Since the appearance of the first distributed databases until the current modern replication systems, the research community has proposed multiple protocols to manage data distribution and replication, along with concurrency control algorithms to handle transactions running at every system node. Many protocols are thus available, each one with different features and performance, and guaranteeing different consistency levels. To know which replication protocol is the most appropriate, two aspects must be considered: the required level of consistency and isolation (i.e., the correctness criterion), and the properties of the system (i.e., the scenario), which will determine the achievable performance.
Regarding correctness criteria, one-copy serializability is broadly accepted as the highest level of correctness. However, its definition allows different interpretations regarding replica consistency. In this thesis, we establish a correspondence between memory consistency models, as defined in the scope of distributed shared memory, and possible levels of replica consistency, thus defining new correctness criteria that correspond to the identified interpretations of one-copy serializability.

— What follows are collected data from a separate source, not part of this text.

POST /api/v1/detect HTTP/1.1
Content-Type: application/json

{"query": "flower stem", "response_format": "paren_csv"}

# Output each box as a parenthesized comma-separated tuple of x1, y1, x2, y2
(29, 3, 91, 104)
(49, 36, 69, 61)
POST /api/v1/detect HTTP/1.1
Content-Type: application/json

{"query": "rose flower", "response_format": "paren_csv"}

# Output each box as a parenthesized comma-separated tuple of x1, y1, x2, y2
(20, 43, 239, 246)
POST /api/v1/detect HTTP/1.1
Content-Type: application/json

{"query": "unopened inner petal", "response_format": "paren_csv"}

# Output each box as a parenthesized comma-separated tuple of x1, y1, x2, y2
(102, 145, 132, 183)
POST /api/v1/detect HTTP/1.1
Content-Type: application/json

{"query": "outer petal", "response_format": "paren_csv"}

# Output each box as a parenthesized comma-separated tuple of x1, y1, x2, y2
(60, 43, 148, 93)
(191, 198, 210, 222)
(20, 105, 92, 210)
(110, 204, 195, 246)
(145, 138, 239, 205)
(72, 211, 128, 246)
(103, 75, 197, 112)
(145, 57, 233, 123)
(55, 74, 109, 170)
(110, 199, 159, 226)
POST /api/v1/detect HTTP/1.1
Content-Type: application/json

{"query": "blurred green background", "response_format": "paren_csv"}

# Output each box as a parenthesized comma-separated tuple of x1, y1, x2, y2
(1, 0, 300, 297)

Once selected the correctness criterion, the achievable performance of a system heavily depends on the scenario, i.e., the sum of both the system environment and the applications running on it. In order for the administrator to select a proper replication protocol, the available protocols must be fully and deeply known. A good description of each candidate is fundamental, but a common ground is mandatory to compare the different options and to estimate their performance in the given scenario. This thesis proposes a precise characterization model that allows us to decompose algorithms into individual interactions between significant system elements, as well as to define some underlying properties, and to associate each interaction with a specific policy that governs it. We later use this model as basis for a historical study of the evolution of database replication techniques, thus providing an exhaustive survey of the principal existing systems.
Although a specific replication protocol may be the best option for certain scenario, as systems are dynamic and heterogeneous, it is difficult for a single protocol to continuously be the proper choice, as it may degrade or be unable to meet all requirements. In this thesis we propose a metaprotocol that supports several replication protocols which follow different replication techniques and may provide different isolation levels. With this metaprotocol, replication protocols can either work concurrently with the same data or be sequenced for adapting to dynamic environments.
Finally we consider integrity constraints, which are extensively used in databases to define semantic properties of data but are often forgotten in replicated databases. We analyze the potential problems this may involve and provide simple guidelines to extend a protocol so that it notices and properly manages abortions due to integrity violations.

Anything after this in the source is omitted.